NANJING – China is all set to launch its first ever solar probe in the first half of 2022, filling a void as 70 satellites have been sent in space to study the sun since the 1960s, but none of them were Chinese.
China is positive about the timing because the sun’s temper varies in an 11-year cycle and is expected to reach peak radiation as it enters the Solar Cycle 25 in 2025. The probe, Advanced Space-based Solar Observatory (ASO-S), will circle the sun 720 km above the Earth and will be on mission for four years.
The solar probe can help obtain detailed records of solar activity during its rise to the peak years, said Gan Weiqun, a researcher with the Purple Mountain Observatory of the Chinese Academy of Sciences, a research institute based in Nanjing, east China’s Jiangsu Province.
The satellite, weighing a tonne, will monitor the sun’s magnetic field and two major eruptive phenomena, or bursts on the star, that are solar flares and coronal mass ejections (CMEs).

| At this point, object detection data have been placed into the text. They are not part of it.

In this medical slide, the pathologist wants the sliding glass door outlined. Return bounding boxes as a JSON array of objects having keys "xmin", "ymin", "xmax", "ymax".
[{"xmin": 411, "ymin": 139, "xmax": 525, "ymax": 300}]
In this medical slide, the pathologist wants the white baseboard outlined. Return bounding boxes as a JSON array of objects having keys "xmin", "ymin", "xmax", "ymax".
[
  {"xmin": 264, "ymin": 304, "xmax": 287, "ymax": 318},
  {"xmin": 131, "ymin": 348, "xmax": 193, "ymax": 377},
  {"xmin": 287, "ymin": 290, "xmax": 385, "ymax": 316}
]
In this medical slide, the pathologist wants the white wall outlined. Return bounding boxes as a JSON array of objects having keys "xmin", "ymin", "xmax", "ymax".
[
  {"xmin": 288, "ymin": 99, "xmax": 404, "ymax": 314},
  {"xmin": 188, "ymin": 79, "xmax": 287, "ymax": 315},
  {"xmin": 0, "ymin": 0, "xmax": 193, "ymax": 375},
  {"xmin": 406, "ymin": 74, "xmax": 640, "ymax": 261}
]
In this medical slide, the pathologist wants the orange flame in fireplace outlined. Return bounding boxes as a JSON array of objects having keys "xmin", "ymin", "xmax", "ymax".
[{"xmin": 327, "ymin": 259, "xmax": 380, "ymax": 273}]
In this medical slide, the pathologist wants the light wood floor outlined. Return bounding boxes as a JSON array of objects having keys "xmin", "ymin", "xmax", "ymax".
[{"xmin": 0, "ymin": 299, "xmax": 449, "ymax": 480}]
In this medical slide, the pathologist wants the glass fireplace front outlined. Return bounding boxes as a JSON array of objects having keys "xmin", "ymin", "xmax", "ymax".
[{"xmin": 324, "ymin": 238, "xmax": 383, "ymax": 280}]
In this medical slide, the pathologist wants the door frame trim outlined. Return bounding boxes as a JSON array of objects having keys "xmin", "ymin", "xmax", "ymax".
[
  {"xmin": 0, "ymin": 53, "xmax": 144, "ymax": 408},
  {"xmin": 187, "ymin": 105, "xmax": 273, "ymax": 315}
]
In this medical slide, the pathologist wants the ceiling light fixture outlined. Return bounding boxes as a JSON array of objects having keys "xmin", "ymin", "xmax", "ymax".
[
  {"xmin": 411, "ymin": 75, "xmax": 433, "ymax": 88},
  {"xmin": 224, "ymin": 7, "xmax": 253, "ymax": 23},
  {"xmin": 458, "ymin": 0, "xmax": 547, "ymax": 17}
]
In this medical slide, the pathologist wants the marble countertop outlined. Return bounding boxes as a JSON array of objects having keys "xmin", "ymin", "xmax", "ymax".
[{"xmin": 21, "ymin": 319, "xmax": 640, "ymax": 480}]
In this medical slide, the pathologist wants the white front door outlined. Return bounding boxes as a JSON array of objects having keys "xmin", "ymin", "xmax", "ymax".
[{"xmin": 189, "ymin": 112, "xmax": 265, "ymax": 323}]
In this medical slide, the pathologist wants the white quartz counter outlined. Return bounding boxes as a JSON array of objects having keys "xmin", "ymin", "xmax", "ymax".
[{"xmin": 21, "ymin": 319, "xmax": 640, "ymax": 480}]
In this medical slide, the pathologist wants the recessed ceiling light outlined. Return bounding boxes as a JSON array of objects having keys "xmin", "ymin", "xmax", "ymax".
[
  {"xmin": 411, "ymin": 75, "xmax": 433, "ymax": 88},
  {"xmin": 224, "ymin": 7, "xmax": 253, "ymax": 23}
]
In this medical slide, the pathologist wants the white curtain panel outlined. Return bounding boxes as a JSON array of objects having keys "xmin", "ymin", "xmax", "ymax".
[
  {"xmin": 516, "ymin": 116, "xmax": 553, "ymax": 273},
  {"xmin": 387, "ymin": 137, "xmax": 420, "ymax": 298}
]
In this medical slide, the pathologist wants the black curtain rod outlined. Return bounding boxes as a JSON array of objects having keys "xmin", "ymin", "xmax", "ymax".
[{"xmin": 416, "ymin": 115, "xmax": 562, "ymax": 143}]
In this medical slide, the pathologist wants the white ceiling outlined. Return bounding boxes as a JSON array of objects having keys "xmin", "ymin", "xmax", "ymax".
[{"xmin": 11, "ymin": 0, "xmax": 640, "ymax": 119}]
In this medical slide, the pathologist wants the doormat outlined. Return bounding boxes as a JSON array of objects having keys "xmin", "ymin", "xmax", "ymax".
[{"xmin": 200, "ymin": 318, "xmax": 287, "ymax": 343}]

It will deploy three payloads, including a Full disk Vector MagnetoGraph, Hard X-ray Imager, and Lyman-alpha Solar Telescope.
Most of the sun’s radiation is blocked by the earth’s atmosphere and a complete study of the sun’s surface can only be done by satellites outside the atmospheric interference.
The satellite will also help with space weather forecasting as CMEs can be detected 40 hours before their arrival on earth. This will help facilitate early warnings of damage to Earth’s electromagnetic environment.